Revista Opinión

La improbabilidad del bien

Publicado el 25 enero 2015 por Hugo
La degradación irreversible de la vida terrestre debida al desarrollo industrial ha sido denunciada y descrita desde hace más de cincuenta años. Quienes explicaban el proceso, sus efectos acumulativos y los previsibles puntos de no retorno, pensaban que una toma de conciencia le pondría término mediante algún tipo de cambio. (...) Contrariamente al postulado implícito de toda la «crítica de los efectos nocivos» (...) según la cual el deterioro de las condiciones de vida sería un «factor de rebelión», fuerza es constatar que el conocimiento cada vez más preciso de este deterioro se integraba sin fricciones en la sumisión (...).
René Riesel y Jaime Semprún, 2008.
Si en entradas anteriores (1, 2, 3, 4, etc.) he planteado la tesis de que las diferencias culturales y la complejidad social estarían obstaculizando la siempre buscada pero nunca alcanzada revolución –en el sentido más amplio y ambicioso de la palabra, es decir, en un sentido más benjaminiano que marxista-, ahora deseo ir un poco más lejos al sostener que aun cuando la mayoría de la población adquiriese los conocimientos necesarios para replantearse las grandes imposturas de nuestra cultura –Estado, capital, dinero, trabajo asalariado, ciudad, propiedad privada, industria, tecnología, escuela, progreso, religión, domesticación, etc.-, lo más probable es que del dicho al hecho siguiese habiendo un trecho. Esa es una de las críticas que desde Aristóteles se le viene haciendo al «intelectualismo moral» de Sócrates. A la improbabilidad de que la mayoría lleguemos a conocer teóricamente lo que es bueno y lo que no –al menos hasta cierto punto razonable y suponiendo que dicho conocimiento pueda ser objetivo-, hay que sumarle la improbabilidad de que lleguemos a ponerlo en práctica conscientemente.

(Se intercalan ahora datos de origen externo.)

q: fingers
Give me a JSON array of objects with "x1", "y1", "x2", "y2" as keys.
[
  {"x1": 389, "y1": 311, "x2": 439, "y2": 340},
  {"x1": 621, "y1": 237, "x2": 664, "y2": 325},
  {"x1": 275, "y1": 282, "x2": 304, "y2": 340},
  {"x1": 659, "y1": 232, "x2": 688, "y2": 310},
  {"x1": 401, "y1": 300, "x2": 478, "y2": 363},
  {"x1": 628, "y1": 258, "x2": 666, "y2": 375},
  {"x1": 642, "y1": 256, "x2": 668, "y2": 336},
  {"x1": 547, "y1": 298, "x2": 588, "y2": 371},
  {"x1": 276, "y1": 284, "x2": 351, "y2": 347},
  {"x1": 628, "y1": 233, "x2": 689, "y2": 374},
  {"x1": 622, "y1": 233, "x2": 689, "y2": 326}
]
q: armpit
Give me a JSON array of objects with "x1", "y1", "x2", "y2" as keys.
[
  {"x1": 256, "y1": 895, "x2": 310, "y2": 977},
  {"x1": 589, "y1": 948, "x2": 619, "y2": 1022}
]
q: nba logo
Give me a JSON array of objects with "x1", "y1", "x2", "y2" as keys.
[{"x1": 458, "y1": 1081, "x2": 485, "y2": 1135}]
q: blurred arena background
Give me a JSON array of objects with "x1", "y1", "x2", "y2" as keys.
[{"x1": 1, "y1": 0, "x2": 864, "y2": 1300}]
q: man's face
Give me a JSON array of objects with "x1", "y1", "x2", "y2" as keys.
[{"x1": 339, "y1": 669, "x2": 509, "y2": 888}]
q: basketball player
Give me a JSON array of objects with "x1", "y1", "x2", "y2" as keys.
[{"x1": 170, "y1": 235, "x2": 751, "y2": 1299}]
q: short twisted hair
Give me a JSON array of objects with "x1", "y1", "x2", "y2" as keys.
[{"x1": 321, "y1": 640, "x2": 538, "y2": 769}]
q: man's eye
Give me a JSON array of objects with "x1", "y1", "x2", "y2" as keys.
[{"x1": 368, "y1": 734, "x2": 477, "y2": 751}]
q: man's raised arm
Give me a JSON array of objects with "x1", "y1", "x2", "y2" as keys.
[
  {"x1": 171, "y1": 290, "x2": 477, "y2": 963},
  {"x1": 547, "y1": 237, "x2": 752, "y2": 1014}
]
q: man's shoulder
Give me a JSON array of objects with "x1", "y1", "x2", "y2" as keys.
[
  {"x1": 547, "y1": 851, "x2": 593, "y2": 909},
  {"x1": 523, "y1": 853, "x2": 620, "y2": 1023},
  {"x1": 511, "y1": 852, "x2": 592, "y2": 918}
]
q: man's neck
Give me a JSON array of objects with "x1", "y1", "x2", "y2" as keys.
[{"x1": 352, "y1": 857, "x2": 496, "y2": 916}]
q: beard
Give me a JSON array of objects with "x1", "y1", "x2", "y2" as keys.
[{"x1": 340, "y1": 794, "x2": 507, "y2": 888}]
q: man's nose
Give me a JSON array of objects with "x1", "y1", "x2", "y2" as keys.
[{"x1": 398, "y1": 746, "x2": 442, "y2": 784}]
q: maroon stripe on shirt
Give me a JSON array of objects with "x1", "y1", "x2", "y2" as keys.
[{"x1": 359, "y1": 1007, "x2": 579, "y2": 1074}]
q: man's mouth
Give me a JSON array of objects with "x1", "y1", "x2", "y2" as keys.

Mi macropesimismo –esto es, mi desconfianza en las cosas tan grandes que escapan a nuestro control, como una nación o una revolución moral- no niega que pueda haber momentos más buenos que los que vivimos –y también más malos-, con personas y sociedades mejores que las nuestras, pero sí pone en tela de juicio el que se pueda conseguir –y por lo tanto tampoco conservar una vez conseguido- intencionalmente. Al contrario que la mayoría de creyentes, filósofos, humanistas, ilustrados, profesores, científicos, sociólogos, intelectuales, políticos, activistas, educadores sociales y revolucionarios (quienes a lo largo de generaciones han basado su filosofía de la historia en el par colectivismo-antropocentrismo, cuya fe inquebrantable en la mejora de la humanidad como un todo ha hecho de ese binomio ideológico la religión más popular y perniciosa de todas), no creo que la sabiduría humana, que es una cualidad individual, escasa y difícilmente comunicable a los demás, pueda transformar a un país o al mundo en su conjunto –“cambiar la historia misma”, como dice Alberto Garzón de Izquierda Unida-, siendo más bien la inercia de los tiempos y la imitación cultural –o «el azar y la necesidad» de Monod- las encargadas de hacerlo. Y no solo es que no pueda, sino que cuanto más insistamos en ello, peor nos irá.
Antes que Homo sapiens somos Homo socialis: la socialización es más determinante que el saber abstracto, mal que nos pese a algunos. El ser humano generalmente preferirá estar acompañado en la injusticia que solo en la justicia ("si me dieran la sabiduría con la condición de mantenerla encerrada, sin comunicársela a nadie, la rechazaría", confesaba Séneca), pues la naturaleza recompensa más la supervivencia que la verdad. En ella cuatro ojos vagos ven más que dos sanos. Es la «ley del mínimo esfuerzo», como nos decían en la escuela. Las sociedades complejas, como sistemas irreflexivos que son, no tienden a alcanzar y conservar el mayor bien posible, ya que eso supondría mucho esfuerzo y poca recompensa para ellas. A Gaia le pasa tres cuartos de lo mismo. Si tiene algún propósito inconsciente, no es crear un mundo mejor para los que la habitamos, sino perpetuarse en el tiempo a nuestra costa, como hacemos los organismos con los sistemas inferiores (órganos, células, átomos, etc.). Para los sistemas que están por encima de nosotros (ciudad, sistema empresarial, ecosistema, sistema Tierra, etc.) no somos más que «perros de paja», meros subordinados. Podemos resistirnos. Es más, debemos hacerlo -en la próxima entrada insistiré en ello-, pero no conviene seguir engañándose: a largo plazo la banca siempre gana.